Así ha quedado todo —actores, espacios, gestos, coreografía y escenografía— bien dirigido y dispuesto para que resalte, con fuerza de zarpazo en la cotidianidad de los espectadores, un texto impecablemente aristotélico por su unidad de tiempo (el tiempo de la acción es igual al tiempo de la representación), su unidad de espacio (toda la acción sucede en el salón de ese apartamento) y su unidad de acción (con introducción, nudo y desenlace perfectamente identificables) que activan un dispositivo ideológico potente, delicado, clásico y peligroso. Como el mejor teatro puede ser. Una bomba de relojería pronta para estallar en las tersas superficies del confort que nos acoge en el patio de butacas, al decirnos lo que todos tragamos sin hacernos preguntas justo antes de deshacernos en aplausos: que nuestro salvajismo es incurable, que no hay manera de controlarlo que somos, igual que un roedor, omnívoros en el sentido menos metafórico de la palabra pues comemos cosas vivas y, por tanto, nos devoramos unos a otros.
Sin embargo, como todo está dicho para ser contraargumentado y, de esa manera, verificado, podemos empezar a cuestionar esa tesis del salvajismo como lugar inevitable.
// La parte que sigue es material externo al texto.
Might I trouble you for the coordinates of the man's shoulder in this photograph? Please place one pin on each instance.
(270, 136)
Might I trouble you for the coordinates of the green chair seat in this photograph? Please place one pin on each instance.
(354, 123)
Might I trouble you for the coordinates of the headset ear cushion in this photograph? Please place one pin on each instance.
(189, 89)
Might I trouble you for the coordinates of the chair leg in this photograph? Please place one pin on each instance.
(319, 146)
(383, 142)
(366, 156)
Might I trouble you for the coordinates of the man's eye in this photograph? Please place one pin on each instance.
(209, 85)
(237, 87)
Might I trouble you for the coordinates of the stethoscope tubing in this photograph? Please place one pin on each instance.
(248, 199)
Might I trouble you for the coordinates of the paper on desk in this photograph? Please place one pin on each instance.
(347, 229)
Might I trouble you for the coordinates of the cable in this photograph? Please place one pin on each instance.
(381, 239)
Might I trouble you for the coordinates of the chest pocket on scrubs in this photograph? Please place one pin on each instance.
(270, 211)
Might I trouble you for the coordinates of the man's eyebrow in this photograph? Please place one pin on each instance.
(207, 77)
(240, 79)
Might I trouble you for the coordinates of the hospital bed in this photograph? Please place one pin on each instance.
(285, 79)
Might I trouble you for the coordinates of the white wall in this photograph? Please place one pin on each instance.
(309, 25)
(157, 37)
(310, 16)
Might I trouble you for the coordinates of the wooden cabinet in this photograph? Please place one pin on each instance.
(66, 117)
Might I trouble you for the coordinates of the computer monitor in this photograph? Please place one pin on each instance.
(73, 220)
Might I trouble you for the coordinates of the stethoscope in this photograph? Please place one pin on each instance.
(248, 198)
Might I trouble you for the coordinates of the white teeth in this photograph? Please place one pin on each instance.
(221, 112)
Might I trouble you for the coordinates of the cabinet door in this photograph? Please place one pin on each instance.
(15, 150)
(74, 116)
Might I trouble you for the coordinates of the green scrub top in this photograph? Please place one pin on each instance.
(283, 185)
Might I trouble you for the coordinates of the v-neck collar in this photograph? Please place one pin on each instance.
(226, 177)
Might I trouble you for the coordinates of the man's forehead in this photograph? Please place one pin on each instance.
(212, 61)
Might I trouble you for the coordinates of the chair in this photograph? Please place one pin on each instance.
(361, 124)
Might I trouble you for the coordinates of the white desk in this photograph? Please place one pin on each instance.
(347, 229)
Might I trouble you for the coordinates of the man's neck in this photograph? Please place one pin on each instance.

Es convincente, sí, porque es un lugar común. ¿Quién después de Darwin se atreve a ser antropocéntrico y pensar en el ser humano como algo más que un grupo de homínidos? A pesar de ello, ¿quién pondría en duda que es necesario seguir venciendo, a fuerza de educación y civilidad, aquel instinto que nos impulsa al egoísmo de la propia y sola supervivencia individual? Es posible que el instinto animal también abarque la solidaridad que garantiza la supervivencia del grupo y, por tanto, la posibilidad de la ternura que hace grato el ejercicio de dicha solidaridad para quienes lo ejercen. Porque a sabiendas de que somos ni más ni menos que un eslabón más en la cadena alimenticia, una especie animal como tantas otras, es cierto que siempre habrá modos de hacer que nuestro «estado de naturaleza» (léase el Leviatán, de Hobbes) sea lo menos perjudicial posible para nuestro propio entorno.